Convert NOT IN sublinks to anti-joins when safe

From: Richard Guo <guofenglinux(at)gmail(dot)com>
To: Pg Hackers <pgsql-hackers(at)lists(dot)postgresql(dot)org>
Subject: Convert NOT IN sublinks to anti-joins when safe
Date: 2026-02-03 07:12:48
Message-ID: CAMbWs495eF=-fSa5CwJS6B-BaEi3ARp0UNb4Lt3EkgUGZJwkAQ@mail.gmail.com
Views: Whole Thread | Raw Message | Download mbox | Resend email
Thread:
Lists: pgsql-hackers

This topic has been discussed several times in the past. Due to the
semantic mismatch regarding NULL handling, NOT IN is not ordinarily
equivalent to an anti-join.
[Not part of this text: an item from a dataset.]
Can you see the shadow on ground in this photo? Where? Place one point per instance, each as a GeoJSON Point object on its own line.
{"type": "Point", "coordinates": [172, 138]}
However, if we can prove that neither the
outer expressions nor the subquery outputs can yield NULL values, it
should be safe to convert NOT IN to an anti-join.

I believe we are now in a much better position to attempt this again.
The planner has accumulated significant infrastructure that makes this
proof straightforward and reliable. Specifically, we can now leverage
the outer-join-aware-Var infrastructure to tell whether a Var comes
from the nullable side of an outer join, and the not-null-attnums hash
table to efficiently check whether a Var is defined NOT NULL. We also
have the expr_is_nonnullable() function that is smart enough to deduce
non-nullability for expressions more complex than simple Vars/Consts.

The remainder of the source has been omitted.